Royal Thai Police spokesman Pol Lt Gen Trairong Phiwpan has outlined the administrative complexity that currently encumbers deportations. When Thailand maintains an extradition treaty with the subject's home country, the attorney-general must evaluate the case before submitting it to court for formal orders. Absent such a treaty, the Foreign Ministry initiates a separate request pathway through the attorney-general and courts. Each scenario involves multiple decision-points where detainees retain rights to petition courts, contest removal, or invoke human rights grounds for temporary release. Trairong acknowledged that expediting these processes without dismantling judicial oversight or human rights safeguards requires nuanced calibration rather than blunt legislative force.
The proposed reforms aim to narrow unnecessary procedural delays whilst preserving judicial and administrative scrutiny proportionate to offence severity. Rather than imposing uniform timeframes—an approach that Trairong noted cannot accommodate the individualized rights available under extradition treaties and international human rights law—the government intends to identify redundant administrative steps, streamline information-sharing between relevant agencies, and clarify authority decision-making deadlines. Critically, police acknowledged that detainees who forgo human rights contestation can be repatriated significantly faster, whereas those filing challenges require court consideration, necessarily extending timelines. The reform strategy thus pivots on distinguishing between straightforward cases involving visa violations or overstays versus complex transnational organised crime matters demanding sustained legal scrutiny.
For Malaysia and the broader Southeast Asian region, Thailand's enforcement escalation carries material implications.

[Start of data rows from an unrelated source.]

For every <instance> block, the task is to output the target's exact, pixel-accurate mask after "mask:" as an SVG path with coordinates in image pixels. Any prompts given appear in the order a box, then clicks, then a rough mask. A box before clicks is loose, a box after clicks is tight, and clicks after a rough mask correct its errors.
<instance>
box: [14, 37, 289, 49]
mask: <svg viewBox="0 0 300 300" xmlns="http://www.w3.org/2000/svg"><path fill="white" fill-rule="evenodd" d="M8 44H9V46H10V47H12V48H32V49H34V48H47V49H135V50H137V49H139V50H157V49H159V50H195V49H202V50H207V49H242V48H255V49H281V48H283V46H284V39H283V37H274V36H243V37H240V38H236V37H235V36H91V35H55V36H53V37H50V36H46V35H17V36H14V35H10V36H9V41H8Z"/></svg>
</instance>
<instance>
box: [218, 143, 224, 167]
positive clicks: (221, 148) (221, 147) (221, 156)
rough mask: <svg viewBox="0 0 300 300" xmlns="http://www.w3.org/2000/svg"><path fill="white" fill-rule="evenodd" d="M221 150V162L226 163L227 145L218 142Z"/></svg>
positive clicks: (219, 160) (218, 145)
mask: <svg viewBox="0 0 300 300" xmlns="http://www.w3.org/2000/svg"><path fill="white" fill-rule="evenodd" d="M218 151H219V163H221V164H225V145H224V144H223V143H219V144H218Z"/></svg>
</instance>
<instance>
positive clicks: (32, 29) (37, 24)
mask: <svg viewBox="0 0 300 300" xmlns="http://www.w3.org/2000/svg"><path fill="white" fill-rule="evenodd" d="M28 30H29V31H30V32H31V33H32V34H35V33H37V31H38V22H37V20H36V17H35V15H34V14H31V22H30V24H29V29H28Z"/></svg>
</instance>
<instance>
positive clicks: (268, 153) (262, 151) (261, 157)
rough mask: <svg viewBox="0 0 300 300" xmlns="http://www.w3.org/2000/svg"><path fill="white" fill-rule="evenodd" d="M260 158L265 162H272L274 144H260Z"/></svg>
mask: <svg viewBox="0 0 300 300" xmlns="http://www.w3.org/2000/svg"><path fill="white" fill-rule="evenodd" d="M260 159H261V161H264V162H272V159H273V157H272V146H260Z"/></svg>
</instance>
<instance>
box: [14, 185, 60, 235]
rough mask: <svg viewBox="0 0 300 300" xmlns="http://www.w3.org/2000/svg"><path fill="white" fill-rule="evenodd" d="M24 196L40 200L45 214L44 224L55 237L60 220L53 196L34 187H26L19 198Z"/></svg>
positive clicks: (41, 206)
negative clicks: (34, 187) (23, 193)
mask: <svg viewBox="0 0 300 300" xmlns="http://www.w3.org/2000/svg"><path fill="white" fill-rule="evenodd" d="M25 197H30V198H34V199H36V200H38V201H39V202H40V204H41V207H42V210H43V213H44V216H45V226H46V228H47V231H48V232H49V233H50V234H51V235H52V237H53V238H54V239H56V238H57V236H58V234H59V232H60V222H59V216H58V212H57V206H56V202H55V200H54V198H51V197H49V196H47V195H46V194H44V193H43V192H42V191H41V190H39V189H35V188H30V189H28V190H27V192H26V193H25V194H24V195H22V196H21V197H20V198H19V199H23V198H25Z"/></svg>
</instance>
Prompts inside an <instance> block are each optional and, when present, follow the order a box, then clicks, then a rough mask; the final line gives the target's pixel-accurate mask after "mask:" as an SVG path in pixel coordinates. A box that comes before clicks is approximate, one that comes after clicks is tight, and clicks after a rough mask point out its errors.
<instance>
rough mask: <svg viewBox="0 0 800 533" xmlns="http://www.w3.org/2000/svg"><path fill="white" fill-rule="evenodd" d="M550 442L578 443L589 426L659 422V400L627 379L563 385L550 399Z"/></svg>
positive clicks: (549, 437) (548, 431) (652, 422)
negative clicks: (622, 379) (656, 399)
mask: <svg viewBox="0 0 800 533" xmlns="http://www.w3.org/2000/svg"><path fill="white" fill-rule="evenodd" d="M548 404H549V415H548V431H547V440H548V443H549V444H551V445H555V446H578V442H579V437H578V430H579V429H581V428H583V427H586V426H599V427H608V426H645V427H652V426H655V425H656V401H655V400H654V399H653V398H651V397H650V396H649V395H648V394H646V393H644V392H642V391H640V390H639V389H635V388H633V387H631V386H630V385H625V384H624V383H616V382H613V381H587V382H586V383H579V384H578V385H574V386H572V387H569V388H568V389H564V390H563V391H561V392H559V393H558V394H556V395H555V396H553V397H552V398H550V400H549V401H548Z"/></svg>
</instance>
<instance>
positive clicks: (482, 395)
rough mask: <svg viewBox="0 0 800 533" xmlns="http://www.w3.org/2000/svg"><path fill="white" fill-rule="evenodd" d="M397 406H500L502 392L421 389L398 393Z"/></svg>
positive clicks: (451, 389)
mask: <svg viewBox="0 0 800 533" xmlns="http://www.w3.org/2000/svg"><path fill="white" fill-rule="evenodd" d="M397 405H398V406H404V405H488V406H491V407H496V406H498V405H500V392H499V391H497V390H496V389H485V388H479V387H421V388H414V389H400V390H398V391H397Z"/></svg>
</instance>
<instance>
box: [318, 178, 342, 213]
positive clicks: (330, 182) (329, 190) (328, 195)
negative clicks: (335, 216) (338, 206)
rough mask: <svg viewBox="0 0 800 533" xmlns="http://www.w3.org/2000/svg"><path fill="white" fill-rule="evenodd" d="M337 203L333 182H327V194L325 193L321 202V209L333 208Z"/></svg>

Malaysian authorities regularly cooperate with Thai counterparts on call-centre fraud networks and money laundering investigations, as criminal syndicates operating across borders necessitate coordinated responses. Tighter Thai deportation procedures and enhanced immigration screening may redirect some criminal elements toward alternative Southeast Asian jurisdictions, potentially increasing pressure on Malaysia's own border controls and law enforcement resources. Conversely, expedited Thai deportations of foreign offenders could reduce the duration that organised crime networks operate from Thai territory, diminishing their capacity to mount regional campaigns affecting Malaysia and neighbouring countries. Pakorn's ongoing consultations with the Interior Ministry, Royal Thai Police, and related agencies will shape whether these reforms succeed in balancing deterrence, operational efficiency, and human rights compliance—outcomes that will reverberate well beyond Thailand's borders.